From Phyloinformatics
Revision as of 16:13, 25 May 2011 by Loloyohe (talk) (Timeline for Project Plan)
Jump to: navigation, search

Project Author and Mentors

Check out the GSoC 2011 TreeBASE project blog!

Also, check out TreeBASE!

Abstract

TreeBASE acts as a archive for phylogenetic analyses. The current submission of data to TreeBASE is via NEXUS files.
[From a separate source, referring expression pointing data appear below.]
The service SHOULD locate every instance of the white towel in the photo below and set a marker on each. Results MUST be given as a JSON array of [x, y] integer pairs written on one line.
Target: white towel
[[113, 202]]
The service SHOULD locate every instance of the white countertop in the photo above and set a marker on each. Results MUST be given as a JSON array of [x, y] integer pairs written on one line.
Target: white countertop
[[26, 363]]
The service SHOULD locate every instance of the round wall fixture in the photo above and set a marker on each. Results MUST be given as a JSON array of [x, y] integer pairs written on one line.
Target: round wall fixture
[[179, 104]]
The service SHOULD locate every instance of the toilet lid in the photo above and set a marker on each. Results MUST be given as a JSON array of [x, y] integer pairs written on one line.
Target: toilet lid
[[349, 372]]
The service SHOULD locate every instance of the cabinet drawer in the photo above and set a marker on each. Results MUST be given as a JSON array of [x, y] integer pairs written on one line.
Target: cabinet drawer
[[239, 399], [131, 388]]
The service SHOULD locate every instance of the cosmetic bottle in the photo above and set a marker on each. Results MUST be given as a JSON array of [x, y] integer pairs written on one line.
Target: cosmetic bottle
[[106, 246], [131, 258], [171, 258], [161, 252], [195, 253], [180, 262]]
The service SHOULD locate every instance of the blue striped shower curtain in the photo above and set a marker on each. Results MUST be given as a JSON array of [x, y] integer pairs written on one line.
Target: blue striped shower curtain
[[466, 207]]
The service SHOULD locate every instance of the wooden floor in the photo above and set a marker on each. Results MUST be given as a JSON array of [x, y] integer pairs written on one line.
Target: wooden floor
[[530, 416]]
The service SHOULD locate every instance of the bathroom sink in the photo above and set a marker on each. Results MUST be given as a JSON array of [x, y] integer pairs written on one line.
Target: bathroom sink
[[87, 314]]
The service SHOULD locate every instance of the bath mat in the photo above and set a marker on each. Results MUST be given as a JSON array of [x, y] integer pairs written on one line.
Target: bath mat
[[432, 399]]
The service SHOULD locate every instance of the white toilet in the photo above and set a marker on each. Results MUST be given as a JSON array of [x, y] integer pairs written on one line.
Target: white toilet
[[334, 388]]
However, this format results in a clunky user interface and does not allow for automated submission of metadata or additional annotations to be added. This project will take on the task of accepting NeXML files to TreeBASE so that the submission process of metadata to be easily submitted and so that new annotations of the metadata can be displayed in a user-friendly manner.

Background and Purpose

At present time, TreeBASE serves as an archive for phylogenetic data. The user is able to search the database for different studies based on author, study ID, and other keywords found throughout the work. One is then able to browse through the metadata of the study. The user can search for taxa of interest based on several identifiers and results can link you to NCBI’s taxonomy browser or the Universal Biological Indexer and Organizer. One can also view the matrices used in the analyses, which provides a link to the original NEXUS file and a list of the sequences, but only the first 30 characters are visible. The trees displayed for a particular study can be further refined by topology type. All trees can be viewed using PhyloWidget. Although useful, there are numerous additional features that TreeBASE could be included that would maximize its usefulness and minimize the number of clicks the user has to make to navigate throughout the site.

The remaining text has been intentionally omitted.